Yeah, I travel light and have since I dropped out of high school to live out of a bag in a van with people I don't know. I have mountains of old punk-rock posters and lyrics and tour journals, but ehhh...l don't like stuff. It's just more to miss when you're gone.
You mentioned that the albums and photos hanging in the hall inspire you. What else do you draw on for inspiration?
It changes, but to this day, it's when you hear an album that inspires you to write or play yourself. It's just all about the shameless fucking naked passion. Like the new High on Fire Blessed Black Wings record. It's the most brutal metal album I've heard in years. Or the first time I heard My Morning Jacket's At Dawn—it still makes me cry. And I'm inspired by connection with other people. I've always felt like an outsider.
These are the two sides of Dave Grohl. Not electric and acoustic, like the discs that make up In Your Honor, but Unbelievably Humble Nice Guy versus Outrageously Focused Superstar. Luckily, it just takes a moment in his kinda hyper, ultrapolite presence to realize the first one wins out every time. It's only after Grohl has dismissed his zillions of records sold that I notice the smaller accolades mixed in—awards from regional papers proclaiming Nirvana 1992's "Best Up-and-Coming Heavy Metal Band" or the trophy for "Most Promising Drummer" of 1991.
Why make a double album?
When we came off the last year and a half of touring, I didn't know what to do. Am I supposed to jump back in and shit out another CD and speed up my contract and make sure we get a bigger light show? It didn't seem creatively rewarding. So I started writing this acoustic stuff because I wanted to find a movie to score; one of my favorite records is Ry Cooder's soundtrack to Paris, Texas. But after demoing all this acoustic music and doing Probot, I thought, "Why can't this be on Foo Fighters records?" I didn't want to do a solo record, and who's to say what we should sound like? And I think the band finally trusted me to try it.

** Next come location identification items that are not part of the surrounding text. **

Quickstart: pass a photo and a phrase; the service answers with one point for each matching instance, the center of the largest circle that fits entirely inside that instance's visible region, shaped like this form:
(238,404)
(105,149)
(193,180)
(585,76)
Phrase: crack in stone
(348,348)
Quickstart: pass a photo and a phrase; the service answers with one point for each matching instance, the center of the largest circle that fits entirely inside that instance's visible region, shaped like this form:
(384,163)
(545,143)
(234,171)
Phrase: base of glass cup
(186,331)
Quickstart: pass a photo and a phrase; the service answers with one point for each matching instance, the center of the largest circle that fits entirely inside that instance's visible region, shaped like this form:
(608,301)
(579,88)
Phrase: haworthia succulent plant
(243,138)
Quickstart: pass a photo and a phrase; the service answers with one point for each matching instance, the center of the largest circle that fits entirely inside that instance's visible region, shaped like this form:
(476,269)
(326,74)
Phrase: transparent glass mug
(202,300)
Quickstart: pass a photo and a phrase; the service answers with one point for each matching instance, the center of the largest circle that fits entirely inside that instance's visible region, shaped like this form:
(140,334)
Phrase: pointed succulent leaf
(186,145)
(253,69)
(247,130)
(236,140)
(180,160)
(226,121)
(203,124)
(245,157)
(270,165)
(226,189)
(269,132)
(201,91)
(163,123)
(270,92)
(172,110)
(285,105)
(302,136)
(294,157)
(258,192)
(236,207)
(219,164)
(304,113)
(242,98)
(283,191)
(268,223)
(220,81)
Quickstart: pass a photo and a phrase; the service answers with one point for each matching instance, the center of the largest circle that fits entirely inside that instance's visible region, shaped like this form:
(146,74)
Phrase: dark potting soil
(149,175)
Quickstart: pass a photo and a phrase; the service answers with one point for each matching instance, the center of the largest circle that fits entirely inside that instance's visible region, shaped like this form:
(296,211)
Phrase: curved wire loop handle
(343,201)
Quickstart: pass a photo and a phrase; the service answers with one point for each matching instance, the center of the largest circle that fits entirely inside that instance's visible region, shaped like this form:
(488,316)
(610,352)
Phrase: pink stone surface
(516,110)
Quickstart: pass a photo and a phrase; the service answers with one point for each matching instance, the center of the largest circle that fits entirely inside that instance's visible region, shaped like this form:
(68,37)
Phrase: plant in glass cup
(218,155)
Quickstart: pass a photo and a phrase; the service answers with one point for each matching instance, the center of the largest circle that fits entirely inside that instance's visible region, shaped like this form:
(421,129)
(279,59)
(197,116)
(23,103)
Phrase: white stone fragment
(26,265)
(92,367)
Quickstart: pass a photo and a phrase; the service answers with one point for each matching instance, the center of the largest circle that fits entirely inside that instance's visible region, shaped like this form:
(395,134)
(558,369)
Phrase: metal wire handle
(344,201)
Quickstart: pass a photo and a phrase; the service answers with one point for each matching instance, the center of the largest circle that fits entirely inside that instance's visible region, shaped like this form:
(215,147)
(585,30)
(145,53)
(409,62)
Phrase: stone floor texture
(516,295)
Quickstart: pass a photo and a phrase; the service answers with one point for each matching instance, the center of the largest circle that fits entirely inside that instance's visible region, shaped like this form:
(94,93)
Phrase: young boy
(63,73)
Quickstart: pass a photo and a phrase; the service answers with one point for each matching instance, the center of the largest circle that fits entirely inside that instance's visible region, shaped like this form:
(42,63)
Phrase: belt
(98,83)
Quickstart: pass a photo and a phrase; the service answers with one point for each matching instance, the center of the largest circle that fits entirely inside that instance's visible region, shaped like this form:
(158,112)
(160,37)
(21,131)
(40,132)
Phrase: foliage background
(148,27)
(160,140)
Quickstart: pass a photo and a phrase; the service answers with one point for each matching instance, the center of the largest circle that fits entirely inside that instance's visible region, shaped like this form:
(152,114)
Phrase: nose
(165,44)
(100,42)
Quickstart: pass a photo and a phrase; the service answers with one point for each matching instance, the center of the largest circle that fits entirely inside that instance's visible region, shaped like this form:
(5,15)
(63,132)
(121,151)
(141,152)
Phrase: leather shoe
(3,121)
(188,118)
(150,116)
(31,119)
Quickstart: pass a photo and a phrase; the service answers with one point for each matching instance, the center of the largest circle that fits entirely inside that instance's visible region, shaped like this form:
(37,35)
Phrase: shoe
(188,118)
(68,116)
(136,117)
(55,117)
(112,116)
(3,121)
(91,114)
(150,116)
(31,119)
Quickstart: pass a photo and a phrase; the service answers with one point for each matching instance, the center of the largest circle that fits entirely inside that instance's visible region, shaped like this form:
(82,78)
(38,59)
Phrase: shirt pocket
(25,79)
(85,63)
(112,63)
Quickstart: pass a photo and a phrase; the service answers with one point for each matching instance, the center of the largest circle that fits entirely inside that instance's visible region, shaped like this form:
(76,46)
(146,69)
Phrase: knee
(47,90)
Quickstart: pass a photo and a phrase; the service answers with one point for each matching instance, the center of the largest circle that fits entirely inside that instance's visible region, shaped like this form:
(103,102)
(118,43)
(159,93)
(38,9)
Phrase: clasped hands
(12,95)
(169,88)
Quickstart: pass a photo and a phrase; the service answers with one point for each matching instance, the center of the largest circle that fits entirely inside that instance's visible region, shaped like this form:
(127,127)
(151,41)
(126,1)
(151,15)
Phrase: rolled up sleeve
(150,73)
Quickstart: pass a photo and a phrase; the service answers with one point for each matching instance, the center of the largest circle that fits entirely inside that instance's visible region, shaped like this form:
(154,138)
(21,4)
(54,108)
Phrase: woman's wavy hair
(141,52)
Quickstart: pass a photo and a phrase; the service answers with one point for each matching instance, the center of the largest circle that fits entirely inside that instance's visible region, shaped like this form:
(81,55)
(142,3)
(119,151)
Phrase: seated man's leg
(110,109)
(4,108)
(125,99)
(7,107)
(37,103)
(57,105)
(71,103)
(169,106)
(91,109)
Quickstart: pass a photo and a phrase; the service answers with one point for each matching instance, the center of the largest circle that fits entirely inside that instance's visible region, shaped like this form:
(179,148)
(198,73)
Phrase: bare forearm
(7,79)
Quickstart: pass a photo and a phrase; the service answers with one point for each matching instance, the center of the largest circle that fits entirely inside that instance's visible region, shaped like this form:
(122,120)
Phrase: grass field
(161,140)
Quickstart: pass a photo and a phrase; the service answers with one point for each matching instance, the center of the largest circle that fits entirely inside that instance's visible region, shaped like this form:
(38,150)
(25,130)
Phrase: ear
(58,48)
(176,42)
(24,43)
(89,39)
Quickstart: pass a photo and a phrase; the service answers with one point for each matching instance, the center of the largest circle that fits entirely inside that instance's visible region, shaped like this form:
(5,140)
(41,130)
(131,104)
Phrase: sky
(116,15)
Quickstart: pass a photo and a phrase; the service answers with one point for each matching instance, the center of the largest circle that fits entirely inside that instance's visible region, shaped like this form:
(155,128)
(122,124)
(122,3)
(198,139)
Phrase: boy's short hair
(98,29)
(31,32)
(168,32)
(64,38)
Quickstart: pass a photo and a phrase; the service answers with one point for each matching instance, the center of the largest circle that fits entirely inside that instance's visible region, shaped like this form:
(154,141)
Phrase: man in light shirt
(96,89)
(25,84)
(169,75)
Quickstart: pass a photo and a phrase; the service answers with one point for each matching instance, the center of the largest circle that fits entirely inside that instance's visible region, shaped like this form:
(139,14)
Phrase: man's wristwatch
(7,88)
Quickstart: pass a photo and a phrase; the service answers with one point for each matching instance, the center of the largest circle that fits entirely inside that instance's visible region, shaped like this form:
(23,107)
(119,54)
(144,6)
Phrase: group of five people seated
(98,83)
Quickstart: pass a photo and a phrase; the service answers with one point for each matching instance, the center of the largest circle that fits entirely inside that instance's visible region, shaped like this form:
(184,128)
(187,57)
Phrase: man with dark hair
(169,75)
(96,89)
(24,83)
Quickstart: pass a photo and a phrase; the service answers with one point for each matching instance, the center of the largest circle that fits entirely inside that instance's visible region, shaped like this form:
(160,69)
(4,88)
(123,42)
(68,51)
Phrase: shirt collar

Well, they joined the band knowing it was essentially a solo project.
Yeah, but we immediately started writing music as a band from the second record on. We're a great band that plays well together, but it has to have someone at the fucking wheel.
Your lyrics seem much more up front and revealing on this record. You even included "Friend of a Friend" [written in 1990], the first song that you've admitted is about Kurt Cobain.
I used to back away from things that were too raw, lyrically. I'd shy away from saying something that was revealing—like, "Uh oh, they're going to know what I'm talking about!" But finally I said, "Fuck it, that's ridiculous. I can't do that for the rest of my life."
I hear it all the time: Dave Grohl is the nicest guy in rock. How did you get that rep?
[Blushes] I don't know. Because I don't do coke? I suppose it's just not taking anything for granted and feeling lucky to be here. I don't know—there's fucking thousands of nice guys in the world! Maybe it's because I have a goofy smile and people are like, "Awww, he's like a little kid!" I'm 36! My fucking ankles are killing me!